Un camionero. / archivo

El Gobierno se abre a retrasar el nuevo sistema de cotización de los autónomos

Ante el bloqueo que existe en la negociación, se muestra dispuesto a pactar antes de final de junio un «acuerdo de mínimos» con un horizonte a nueve años que ni siquiera incluya los tramos de cotización

Lucía Palacios
LUCÍA PALACIOS Madrid

«No vamos a hacer una reforma con prisas y equivocada». Con estas palabras, el secretario de Estado de Seguridad Social, Israel Arroyo, mostró este jueves la predisposición del Gobierno a retrasar la reforma del Régimen Especial de Trabajadores Autónomos (RETA) que debería estar aprobada antes de que termine junio para su progresiva entrada en vigor a partir de 2023. Esa era la fecha que Moncloa se había fijado para tener diseñado el nuevo sistema de cotización en función de los ingresos reales para los más de 3,3 millones de trabajadores por cuenta propia que hay en España.

Así lo había pactado en el acuerdo de pensiones aprobado el pasado verano y a su vez se lo había comunicado a Bruselas dentro del plan de recuperación y resiliencia. Y con este horizonte había trabajado. Hasta ahora.
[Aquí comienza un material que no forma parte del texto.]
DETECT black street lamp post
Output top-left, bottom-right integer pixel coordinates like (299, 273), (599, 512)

El bloqueo en las negociaciones –desde el pasado 28 de febrero no se ha convocado a la mesa a los interlocutores sociales– y un acuerdo que se antoja casi imposible en el corto plazo, complicado a su vez por el incierto escenario económico que deja la guerra en Ucrania y la escalada de precios, han llevado al Ejecutivo a cambiar de discurso. «Queremos agotar las posibilidades de llegar a un acuerdo», incidió.

Ahora se conforma con firmar en el corto plazo un «acuerdo de mínimos», que en cierta medida podría ser prácticamente el mismo que el que se pactó el pasado mes de julio, pero «no va a ser que la reforma esté plenamente desarrollada antes de junio», reconoció en rueda de prensa el número dos de José Luis Escrivá, que señaló que el horizonte pactado con Bruselas son «nueve años».
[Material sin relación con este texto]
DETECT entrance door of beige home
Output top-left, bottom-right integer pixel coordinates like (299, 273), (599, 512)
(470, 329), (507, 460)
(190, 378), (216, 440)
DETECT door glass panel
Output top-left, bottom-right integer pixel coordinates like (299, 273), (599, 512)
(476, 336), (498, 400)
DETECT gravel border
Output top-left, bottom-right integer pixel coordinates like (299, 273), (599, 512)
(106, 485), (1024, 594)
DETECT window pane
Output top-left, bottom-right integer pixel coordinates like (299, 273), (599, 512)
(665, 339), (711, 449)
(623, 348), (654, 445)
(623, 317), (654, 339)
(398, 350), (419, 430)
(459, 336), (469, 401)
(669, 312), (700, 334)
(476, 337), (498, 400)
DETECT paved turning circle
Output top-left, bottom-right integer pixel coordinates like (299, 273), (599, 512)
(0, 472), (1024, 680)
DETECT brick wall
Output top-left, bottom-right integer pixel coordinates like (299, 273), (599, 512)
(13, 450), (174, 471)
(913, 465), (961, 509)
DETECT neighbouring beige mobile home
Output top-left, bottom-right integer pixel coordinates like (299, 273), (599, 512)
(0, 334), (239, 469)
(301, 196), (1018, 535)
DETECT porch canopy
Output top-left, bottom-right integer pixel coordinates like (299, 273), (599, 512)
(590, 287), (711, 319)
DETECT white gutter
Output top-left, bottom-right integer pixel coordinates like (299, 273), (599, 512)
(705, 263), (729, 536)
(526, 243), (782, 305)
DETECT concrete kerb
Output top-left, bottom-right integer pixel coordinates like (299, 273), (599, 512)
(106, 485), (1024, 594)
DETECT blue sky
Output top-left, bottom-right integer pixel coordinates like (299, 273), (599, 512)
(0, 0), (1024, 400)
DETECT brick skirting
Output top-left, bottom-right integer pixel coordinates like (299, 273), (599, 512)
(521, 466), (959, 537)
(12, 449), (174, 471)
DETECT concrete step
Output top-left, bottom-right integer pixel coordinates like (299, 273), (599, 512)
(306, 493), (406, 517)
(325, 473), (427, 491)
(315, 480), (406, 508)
No obstante, matizó que «los hitos» que tienen comprometidos con Europa se van a cumplir, pero que esto no implica tener establecidos los tramos de cotización de los autónomos este año. Es más, incluso abrió la mano a que esto no implique una subida de cuotas para el año que viene, algo que, en todo caso, podría incluirse en los Presupuestos para 2023.

Lo que podría aprobarse antes de junio serían más elementos formales, como los que ya están en marcha, es decir, aflorar cuáles son realmente los rendimientos netos de los autónomos gracias al cruce de datos entre Seguridad Social y Hacienda, saber por cuánto van a cotizar, cuáles son sus bases de cotización...

Cambios en las pensiones

El ministro Escrivá también tiene pendiente otra negociación que se atisba ardua: la segunda fase de la reforma de las pensiones, que incluirá cambios en el periodo de cálculo -previsiblemente hacia una nueva ampliación del número de años que se utilizan para el cómputo e incluso que se tenga en cuenta todo el periodo cotizado- y en las báses máximas de cotización, según reiteró a Bruselas en el plan de estabilidad enviado la semana pasada.

Además, el secretario de Estado avanzó que el objetivo del Gobierno es establecer cuál es la fórmula de revalorización de las pensiones mínimas, puesto que en los últimos años se han subido más que las ordinarias, para que sea un alza consensuada y no discrecional del ejecutivo de turno. «Queremos que esa mejora diferencial de las pensiones mínimas no sea meramente discrecional, sino que venga dada de una serie de indicadores, como pudiera ser una cesta de consumo diferencial u otros elementos», explicó Arroyo.